En l’état actuel du dossier, la Cour ne s’estime pas en mesure de se prononcer sur la recevabilité de ce grief et juge nécessaire de communiquer cette partie de la requête au gouvernement défendeur conformément à l’article 54 § 2 b) de son règlement.

2. Le requérant prétend avoir subi des mauvais traitements lors de sa garde à vue. Il invoque les articles 3 et 13 de la Convention ainsi libellé :

« Nul ne peut être soumis à la torture ni à des peines ou traitements inhumains ou dégradants. »

« Toute personne dont les droits et libertés reconnus dans la (...) Convention ont été violés, a droit à l’octroi d’un recours effectif devant une instance nationale, alors même que la violation aurait été commise par des personnes agissant dans l’exercice de leurs fonctions officielles. »

En l’espèce, la Cour relève que le requérant n’a pas déposé de plainte pour mauvais traitements contre les policiers responsables de sa garde à vue. Le 7 novembre 1994, il a fait valoir devant la cour de sûreté de l’État d’Izmir qu’il avait subi des mauvais traitements lors de sa garde à vue. La Cour constate que, dans son arrêt du 31 octobre 1995 passé en force de chose jugée le 7 novembre 1995, la cour de sûreté de l’État a acquitté le requérant sans se prononcer sur le grief tiré de l’article 3.

Dans les circonstances de l’affaire, le requérant aurait dû se rendre compte de l’inefficacité des voies de recours internes dès le 31 octobre 1995 ou au plus tard le 7 novembre 1995. Il aurait dû en conséquence introduire sa requête dans le délai de six mois à partir de cette date, soit au plus tard le 7 mai 1996, alors qu’il ne l’a fait que le 26 août 2003, soit plus de sept ans après.

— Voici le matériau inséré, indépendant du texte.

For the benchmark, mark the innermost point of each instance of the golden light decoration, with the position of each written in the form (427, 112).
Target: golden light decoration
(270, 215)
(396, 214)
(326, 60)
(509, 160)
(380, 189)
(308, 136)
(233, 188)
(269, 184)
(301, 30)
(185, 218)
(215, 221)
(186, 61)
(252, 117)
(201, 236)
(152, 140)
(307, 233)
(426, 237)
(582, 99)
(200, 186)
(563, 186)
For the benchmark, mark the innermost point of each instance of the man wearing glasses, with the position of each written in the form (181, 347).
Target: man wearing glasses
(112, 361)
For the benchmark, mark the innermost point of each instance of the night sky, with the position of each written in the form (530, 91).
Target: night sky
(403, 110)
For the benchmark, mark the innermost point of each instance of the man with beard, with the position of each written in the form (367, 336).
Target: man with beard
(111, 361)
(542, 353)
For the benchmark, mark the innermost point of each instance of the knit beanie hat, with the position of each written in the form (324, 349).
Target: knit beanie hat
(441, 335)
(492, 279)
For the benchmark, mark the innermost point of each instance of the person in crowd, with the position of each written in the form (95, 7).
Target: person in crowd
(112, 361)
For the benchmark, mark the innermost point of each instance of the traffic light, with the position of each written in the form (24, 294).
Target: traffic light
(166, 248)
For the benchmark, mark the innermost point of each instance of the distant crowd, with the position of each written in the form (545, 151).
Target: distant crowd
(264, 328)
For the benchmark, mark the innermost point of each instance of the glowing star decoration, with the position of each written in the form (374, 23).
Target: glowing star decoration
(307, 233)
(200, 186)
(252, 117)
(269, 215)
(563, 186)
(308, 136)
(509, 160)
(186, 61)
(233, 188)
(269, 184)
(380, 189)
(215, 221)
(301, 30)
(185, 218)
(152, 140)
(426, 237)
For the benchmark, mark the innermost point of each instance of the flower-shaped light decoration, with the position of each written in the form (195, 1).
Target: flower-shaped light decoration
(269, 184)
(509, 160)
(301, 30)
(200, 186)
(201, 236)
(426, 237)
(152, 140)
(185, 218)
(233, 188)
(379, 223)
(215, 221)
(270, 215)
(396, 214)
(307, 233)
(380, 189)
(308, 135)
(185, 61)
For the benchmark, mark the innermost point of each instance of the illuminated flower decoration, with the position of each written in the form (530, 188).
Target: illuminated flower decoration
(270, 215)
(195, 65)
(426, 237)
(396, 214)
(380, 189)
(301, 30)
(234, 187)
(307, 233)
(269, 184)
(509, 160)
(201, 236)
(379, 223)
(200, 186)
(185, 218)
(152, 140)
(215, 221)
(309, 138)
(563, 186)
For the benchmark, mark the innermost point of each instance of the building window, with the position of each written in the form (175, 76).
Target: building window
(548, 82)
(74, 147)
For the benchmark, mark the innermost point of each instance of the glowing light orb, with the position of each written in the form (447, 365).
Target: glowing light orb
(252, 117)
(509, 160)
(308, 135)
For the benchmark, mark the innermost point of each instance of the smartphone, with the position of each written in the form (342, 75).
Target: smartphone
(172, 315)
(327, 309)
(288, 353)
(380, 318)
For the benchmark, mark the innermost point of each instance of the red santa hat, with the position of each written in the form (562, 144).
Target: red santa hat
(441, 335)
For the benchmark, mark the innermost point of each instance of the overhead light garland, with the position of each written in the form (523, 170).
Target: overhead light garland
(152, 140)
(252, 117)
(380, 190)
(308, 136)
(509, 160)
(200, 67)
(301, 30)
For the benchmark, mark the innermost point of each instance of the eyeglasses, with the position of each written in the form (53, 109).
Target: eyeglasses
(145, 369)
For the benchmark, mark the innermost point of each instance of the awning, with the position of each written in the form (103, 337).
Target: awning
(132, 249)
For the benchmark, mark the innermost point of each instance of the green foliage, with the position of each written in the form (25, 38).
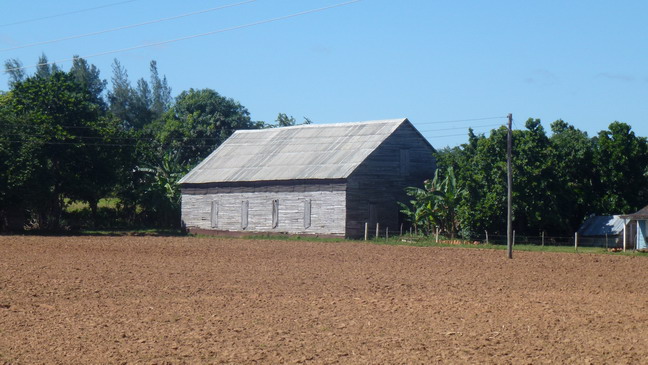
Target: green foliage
(557, 181)
(435, 205)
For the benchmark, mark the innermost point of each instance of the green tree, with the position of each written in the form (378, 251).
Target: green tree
(436, 204)
(120, 97)
(621, 163)
(574, 169)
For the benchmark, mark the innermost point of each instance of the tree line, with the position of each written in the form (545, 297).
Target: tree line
(66, 137)
(558, 181)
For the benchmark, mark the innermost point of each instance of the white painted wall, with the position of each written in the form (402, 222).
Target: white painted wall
(328, 211)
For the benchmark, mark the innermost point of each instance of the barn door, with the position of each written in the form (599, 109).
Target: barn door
(275, 213)
(306, 213)
(244, 210)
(214, 214)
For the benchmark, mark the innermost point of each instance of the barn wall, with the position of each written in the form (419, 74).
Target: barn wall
(327, 207)
(379, 182)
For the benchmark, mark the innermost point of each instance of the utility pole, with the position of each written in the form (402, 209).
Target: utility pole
(509, 215)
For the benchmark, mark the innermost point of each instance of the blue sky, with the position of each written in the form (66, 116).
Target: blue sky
(433, 62)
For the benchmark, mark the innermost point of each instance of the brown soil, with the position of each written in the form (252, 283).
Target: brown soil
(201, 300)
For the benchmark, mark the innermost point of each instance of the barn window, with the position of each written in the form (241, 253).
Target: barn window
(275, 213)
(214, 214)
(306, 213)
(404, 162)
(244, 208)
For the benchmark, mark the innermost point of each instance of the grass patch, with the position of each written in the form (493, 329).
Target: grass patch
(164, 232)
(423, 241)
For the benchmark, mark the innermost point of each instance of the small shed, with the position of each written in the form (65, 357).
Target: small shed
(638, 233)
(602, 231)
(327, 179)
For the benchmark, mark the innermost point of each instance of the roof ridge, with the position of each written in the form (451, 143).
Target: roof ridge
(323, 125)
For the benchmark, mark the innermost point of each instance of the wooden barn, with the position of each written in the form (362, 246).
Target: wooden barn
(309, 179)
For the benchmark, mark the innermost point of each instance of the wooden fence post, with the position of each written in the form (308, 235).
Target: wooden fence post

La Cour ne relève par ailleurs aucune circonstance particulière pouvant interrompre ce délai de six mois.

Il s’ensuit que ce grief est tardif et doit être rejeté en application de l’article 35 §§ 1 et 4 de la Convention.

Par ces motifs, la Cour, à l’unanimité,

Ajourne l’examen du grief du requérant tiré de la durée de la procédure suivie devant la cour d’assises d’Antalya (article 6 § 1) ;

Déclare la requête irrecevable pour le surplus.